The research I do is VERY early stage. It is VERY unlikely to result in even a Phase I study, no less Phase II, III and FDA approval. My research costs the company tons of money. They do this knowing full well that the chance of recouping it is infinitessimal. Incidentally, my research is in an area that would not be profitable even if it DID lead to an complete cure; lots of research goes on in diseases that not many people have. You can’t look at a blockbuster drug and say, well it cost X to develop drug A, therefore the company can charge X + a fair fee and still make a profit. You are missing my research from that equation; you are missing all the research that turns out to not work, or not lead to any sort of drug.
Yes, we make a profit. Yes, we support shareholders. The reason we HAVE shareholders is so that we can continue to make drugs.
Very interesting and well reasoned posts, Fiveyearlurker. You might want to keep in mind that, in some cases, you are talking to people who believe that profit is evil in se.

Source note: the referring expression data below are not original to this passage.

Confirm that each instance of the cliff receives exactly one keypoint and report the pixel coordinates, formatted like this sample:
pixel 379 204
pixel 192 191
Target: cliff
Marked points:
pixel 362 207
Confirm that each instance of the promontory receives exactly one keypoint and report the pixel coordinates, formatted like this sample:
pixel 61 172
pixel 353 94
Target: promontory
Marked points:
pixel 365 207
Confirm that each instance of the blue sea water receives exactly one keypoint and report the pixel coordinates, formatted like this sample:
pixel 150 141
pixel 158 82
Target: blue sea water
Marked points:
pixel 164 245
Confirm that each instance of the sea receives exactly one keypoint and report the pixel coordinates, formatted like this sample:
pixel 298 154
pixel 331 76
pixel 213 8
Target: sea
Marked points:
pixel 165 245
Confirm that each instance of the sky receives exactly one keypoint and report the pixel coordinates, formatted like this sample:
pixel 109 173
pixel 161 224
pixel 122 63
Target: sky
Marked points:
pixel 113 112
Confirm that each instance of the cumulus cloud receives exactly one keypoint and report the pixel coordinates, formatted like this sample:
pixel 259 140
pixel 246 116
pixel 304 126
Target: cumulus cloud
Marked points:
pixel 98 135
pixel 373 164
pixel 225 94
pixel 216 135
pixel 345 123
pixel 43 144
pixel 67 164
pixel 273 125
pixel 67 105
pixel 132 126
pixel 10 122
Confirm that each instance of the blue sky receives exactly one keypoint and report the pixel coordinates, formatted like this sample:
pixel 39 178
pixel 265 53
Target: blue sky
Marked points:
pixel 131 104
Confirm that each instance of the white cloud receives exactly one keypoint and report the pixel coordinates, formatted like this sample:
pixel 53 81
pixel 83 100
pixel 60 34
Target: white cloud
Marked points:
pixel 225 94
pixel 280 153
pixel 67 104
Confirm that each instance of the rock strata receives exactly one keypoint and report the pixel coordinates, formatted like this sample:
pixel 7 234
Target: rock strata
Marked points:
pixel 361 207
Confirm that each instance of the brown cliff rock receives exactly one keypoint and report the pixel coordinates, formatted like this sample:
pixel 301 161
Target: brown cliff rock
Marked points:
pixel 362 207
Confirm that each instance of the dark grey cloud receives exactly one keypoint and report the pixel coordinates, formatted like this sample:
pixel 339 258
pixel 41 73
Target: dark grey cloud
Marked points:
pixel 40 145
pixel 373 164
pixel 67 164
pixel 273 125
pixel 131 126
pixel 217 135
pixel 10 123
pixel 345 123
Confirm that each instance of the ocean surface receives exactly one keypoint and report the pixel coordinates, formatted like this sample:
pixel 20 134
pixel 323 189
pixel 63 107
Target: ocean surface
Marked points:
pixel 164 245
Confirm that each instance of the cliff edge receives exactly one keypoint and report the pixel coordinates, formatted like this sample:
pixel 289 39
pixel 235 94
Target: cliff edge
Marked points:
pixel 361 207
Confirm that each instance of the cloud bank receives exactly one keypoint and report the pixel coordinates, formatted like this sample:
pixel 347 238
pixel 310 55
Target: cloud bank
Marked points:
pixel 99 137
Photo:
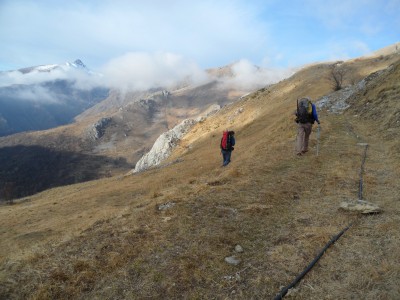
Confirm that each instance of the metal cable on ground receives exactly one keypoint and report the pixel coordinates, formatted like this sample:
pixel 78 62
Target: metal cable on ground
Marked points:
pixel 284 291
pixel 360 188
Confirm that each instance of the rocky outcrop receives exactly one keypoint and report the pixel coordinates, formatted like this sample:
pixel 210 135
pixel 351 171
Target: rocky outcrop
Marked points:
pixel 97 130
pixel 164 145
pixel 337 102
pixel 167 141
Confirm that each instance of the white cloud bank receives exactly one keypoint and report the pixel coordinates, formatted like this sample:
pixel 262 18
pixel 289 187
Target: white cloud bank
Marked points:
pixel 142 71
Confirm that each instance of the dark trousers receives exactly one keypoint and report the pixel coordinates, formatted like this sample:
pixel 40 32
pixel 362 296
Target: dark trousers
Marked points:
pixel 226 157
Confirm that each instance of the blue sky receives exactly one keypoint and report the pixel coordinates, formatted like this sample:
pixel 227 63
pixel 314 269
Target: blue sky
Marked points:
pixel 268 33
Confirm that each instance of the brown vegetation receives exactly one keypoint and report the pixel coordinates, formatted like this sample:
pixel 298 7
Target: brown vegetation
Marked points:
pixel 109 239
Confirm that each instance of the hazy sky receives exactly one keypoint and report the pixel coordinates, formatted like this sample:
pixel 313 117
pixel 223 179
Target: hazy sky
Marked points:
pixel 268 33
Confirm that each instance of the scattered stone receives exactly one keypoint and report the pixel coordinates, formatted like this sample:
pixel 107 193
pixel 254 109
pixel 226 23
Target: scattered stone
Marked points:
pixel 238 249
pixel 166 206
pixel 232 260
pixel 361 206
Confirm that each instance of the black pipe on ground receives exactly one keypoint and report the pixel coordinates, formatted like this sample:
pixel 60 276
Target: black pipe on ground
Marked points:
pixel 284 291
pixel 360 187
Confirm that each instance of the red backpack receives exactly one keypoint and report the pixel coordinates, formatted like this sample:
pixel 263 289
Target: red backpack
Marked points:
pixel 225 141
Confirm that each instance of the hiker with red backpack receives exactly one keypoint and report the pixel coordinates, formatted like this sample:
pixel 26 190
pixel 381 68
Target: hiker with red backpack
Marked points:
pixel 227 143
pixel 306 116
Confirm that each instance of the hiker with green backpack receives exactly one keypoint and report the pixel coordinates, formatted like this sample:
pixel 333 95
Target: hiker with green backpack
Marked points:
pixel 306 116
pixel 227 143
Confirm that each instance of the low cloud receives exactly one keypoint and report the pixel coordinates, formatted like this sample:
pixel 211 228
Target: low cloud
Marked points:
pixel 142 71
pixel 247 76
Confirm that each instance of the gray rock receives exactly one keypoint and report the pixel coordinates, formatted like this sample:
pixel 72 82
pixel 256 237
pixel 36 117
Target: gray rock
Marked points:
pixel 232 260
pixel 97 130
pixel 238 249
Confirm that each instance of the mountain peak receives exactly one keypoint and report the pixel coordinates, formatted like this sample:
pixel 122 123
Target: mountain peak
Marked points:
pixel 79 63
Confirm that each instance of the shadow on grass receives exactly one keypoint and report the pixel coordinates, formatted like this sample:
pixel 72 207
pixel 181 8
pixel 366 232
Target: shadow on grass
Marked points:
pixel 26 170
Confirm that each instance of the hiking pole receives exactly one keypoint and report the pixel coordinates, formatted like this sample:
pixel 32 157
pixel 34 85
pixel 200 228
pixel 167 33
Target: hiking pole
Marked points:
pixel 318 134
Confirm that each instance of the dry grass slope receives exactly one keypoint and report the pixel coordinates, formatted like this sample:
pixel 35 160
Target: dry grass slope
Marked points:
pixel 108 239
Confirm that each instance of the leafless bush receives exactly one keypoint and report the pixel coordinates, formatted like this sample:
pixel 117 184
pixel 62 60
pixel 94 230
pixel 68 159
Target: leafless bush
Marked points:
pixel 337 76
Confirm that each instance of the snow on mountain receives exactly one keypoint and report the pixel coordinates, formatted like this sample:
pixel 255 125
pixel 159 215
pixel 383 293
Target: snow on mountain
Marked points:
pixel 76 65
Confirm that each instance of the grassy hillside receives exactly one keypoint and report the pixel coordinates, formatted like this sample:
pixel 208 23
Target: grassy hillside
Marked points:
pixel 164 233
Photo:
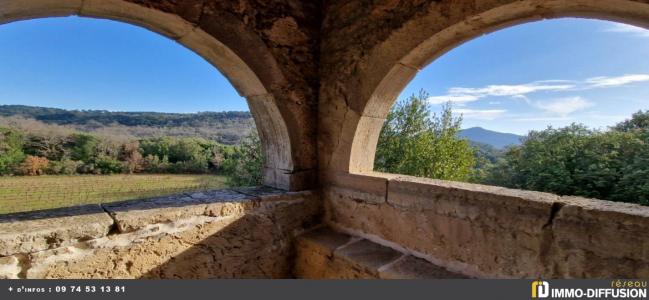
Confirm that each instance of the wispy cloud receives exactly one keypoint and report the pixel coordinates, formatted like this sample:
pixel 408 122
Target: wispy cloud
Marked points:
pixel 478 114
pixel 452 98
pixel 463 95
pixel 630 29
pixel 542 119
pixel 604 81
pixel 563 107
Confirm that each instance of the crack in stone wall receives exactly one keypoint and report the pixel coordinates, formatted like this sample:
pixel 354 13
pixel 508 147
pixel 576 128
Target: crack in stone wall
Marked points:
pixel 491 232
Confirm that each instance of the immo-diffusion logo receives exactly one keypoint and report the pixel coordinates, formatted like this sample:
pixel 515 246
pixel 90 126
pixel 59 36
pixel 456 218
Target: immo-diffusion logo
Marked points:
pixel 621 289
pixel 540 289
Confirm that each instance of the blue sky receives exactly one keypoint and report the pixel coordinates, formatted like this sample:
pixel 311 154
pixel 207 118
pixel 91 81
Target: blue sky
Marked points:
pixel 544 73
pixel 82 63
pixel 524 77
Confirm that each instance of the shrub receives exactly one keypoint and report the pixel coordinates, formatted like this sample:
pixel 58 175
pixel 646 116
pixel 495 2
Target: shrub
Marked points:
pixel 153 164
pixel 245 165
pixel 11 153
pixel 108 165
pixel 63 167
pixel 189 166
pixel 33 165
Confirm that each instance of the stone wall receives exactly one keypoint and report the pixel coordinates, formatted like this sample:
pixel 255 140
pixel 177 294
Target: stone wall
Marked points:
pixel 247 233
pixel 324 253
pixel 493 232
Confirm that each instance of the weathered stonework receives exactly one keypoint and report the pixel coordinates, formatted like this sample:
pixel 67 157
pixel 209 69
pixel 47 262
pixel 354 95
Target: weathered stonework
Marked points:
pixel 485 231
pixel 320 78
pixel 324 253
pixel 215 234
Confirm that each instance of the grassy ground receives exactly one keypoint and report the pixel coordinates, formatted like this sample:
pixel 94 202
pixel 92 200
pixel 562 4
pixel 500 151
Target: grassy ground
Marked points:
pixel 27 193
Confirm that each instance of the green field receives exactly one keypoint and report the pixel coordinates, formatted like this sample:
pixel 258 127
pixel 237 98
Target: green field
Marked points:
pixel 27 193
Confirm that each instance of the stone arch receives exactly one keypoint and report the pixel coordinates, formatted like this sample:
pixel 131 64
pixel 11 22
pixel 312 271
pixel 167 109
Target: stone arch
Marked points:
pixel 390 65
pixel 224 42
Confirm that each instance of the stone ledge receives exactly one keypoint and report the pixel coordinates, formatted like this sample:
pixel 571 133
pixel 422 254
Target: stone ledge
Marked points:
pixel 134 215
pixel 41 230
pixel 36 231
pixel 328 254
pixel 487 231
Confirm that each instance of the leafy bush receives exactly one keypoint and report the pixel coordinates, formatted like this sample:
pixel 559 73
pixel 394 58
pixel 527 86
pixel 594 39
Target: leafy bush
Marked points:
pixel 416 142
pixel 84 147
pixel 188 167
pixel 154 164
pixel 245 164
pixel 63 167
pixel 108 165
pixel 32 166
pixel 575 160
pixel 11 152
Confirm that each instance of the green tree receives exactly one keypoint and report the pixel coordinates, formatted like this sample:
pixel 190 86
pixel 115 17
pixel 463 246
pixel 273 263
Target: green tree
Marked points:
pixel 575 160
pixel 84 147
pixel 11 152
pixel 245 164
pixel 416 142
pixel 639 121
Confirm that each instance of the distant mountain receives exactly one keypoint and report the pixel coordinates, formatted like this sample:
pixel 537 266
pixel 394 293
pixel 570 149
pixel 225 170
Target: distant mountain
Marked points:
pixel 495 139
pixel 225 127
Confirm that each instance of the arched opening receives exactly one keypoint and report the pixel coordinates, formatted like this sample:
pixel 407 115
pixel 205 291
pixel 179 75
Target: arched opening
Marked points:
pixel 250 79
pixel 401 70
pixel 553 106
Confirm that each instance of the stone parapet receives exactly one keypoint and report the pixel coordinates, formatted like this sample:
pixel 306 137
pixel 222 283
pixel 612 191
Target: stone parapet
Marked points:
pixel 242 233
pixel 494 232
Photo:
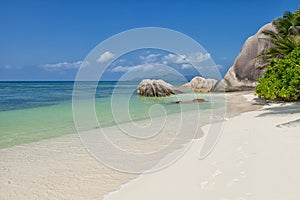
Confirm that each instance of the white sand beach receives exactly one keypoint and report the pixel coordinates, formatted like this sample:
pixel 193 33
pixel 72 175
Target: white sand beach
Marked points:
pixel 257 157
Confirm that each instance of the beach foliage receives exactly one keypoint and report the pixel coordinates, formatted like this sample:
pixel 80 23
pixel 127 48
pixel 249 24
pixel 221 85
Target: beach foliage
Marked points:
pixel 281 80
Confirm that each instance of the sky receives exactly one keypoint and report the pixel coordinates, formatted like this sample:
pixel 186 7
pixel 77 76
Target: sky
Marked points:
pixel 49 39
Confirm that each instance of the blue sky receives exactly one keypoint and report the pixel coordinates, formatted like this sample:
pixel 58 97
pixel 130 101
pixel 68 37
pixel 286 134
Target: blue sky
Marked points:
pixel 37 34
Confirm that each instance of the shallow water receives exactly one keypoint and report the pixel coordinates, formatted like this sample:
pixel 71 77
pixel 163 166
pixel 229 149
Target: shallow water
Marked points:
pixel 31 111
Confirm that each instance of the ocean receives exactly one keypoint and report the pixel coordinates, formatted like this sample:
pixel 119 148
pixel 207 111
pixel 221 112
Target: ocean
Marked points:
pixel 32 111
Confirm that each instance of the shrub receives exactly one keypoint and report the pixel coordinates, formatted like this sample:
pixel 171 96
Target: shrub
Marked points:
pixel 281 81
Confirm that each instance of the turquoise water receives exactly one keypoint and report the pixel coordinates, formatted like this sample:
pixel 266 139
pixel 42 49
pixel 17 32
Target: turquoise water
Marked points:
pixel 31 111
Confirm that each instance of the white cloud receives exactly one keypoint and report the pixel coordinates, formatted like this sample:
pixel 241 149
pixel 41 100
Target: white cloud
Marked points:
pixel 143 67
pixel 62 66
pixel 105 57
pixel 149 58
pixel 173 58
pixel 197 57
pixel 186 66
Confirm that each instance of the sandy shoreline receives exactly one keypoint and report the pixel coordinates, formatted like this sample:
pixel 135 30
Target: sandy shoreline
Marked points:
pixel 258 157
pixel 61 168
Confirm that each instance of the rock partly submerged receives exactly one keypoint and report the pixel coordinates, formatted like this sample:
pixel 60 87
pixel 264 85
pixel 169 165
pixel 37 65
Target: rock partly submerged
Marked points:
pixel 242 75
pixel 155 88
pixel 199 84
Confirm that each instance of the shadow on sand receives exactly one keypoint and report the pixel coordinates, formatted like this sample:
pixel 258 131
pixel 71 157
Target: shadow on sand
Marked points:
pixel 292 108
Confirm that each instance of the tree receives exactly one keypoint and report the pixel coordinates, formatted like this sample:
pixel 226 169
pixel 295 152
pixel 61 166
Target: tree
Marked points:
pixel 281 81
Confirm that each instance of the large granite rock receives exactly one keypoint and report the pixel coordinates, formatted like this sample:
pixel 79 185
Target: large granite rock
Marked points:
pixel 245 70
pixel 155 88
pixel 200 84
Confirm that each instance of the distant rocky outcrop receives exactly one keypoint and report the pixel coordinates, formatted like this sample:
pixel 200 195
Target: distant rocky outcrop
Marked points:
pixel 155 88
pixel 245 70
pixel 199 84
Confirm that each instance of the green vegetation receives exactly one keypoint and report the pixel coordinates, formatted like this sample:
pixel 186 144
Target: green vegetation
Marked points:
pixel 281 81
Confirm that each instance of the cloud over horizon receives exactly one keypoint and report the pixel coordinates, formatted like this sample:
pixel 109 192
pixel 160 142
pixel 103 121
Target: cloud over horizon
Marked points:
pixel 62 66
pixel 105 57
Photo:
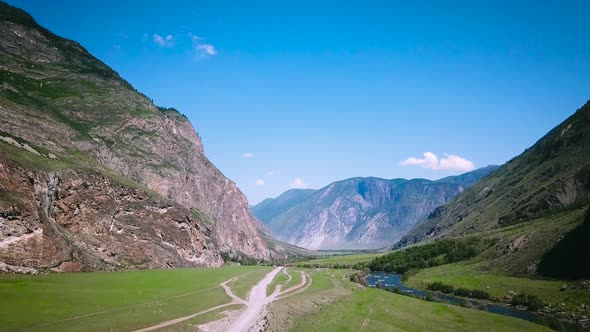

To further put this in perspective. A lot of work is going on right now in the area of molecular diagnostics. This research is aimed at determining who will respond to a given drug. For example many of the drugs for cancer that have come out in recent years are aimed at specific molecular targets on the cancer cell. If a given patient’s tumor is not expressing that target, the drug is unlikely to help them in any way.
In other words we are putting significant research dollars into actually LIMITING our sales. We don’t want to sell drugs to people who they won’t help. If we were only interested in profit, we wouldn’t bother doing this.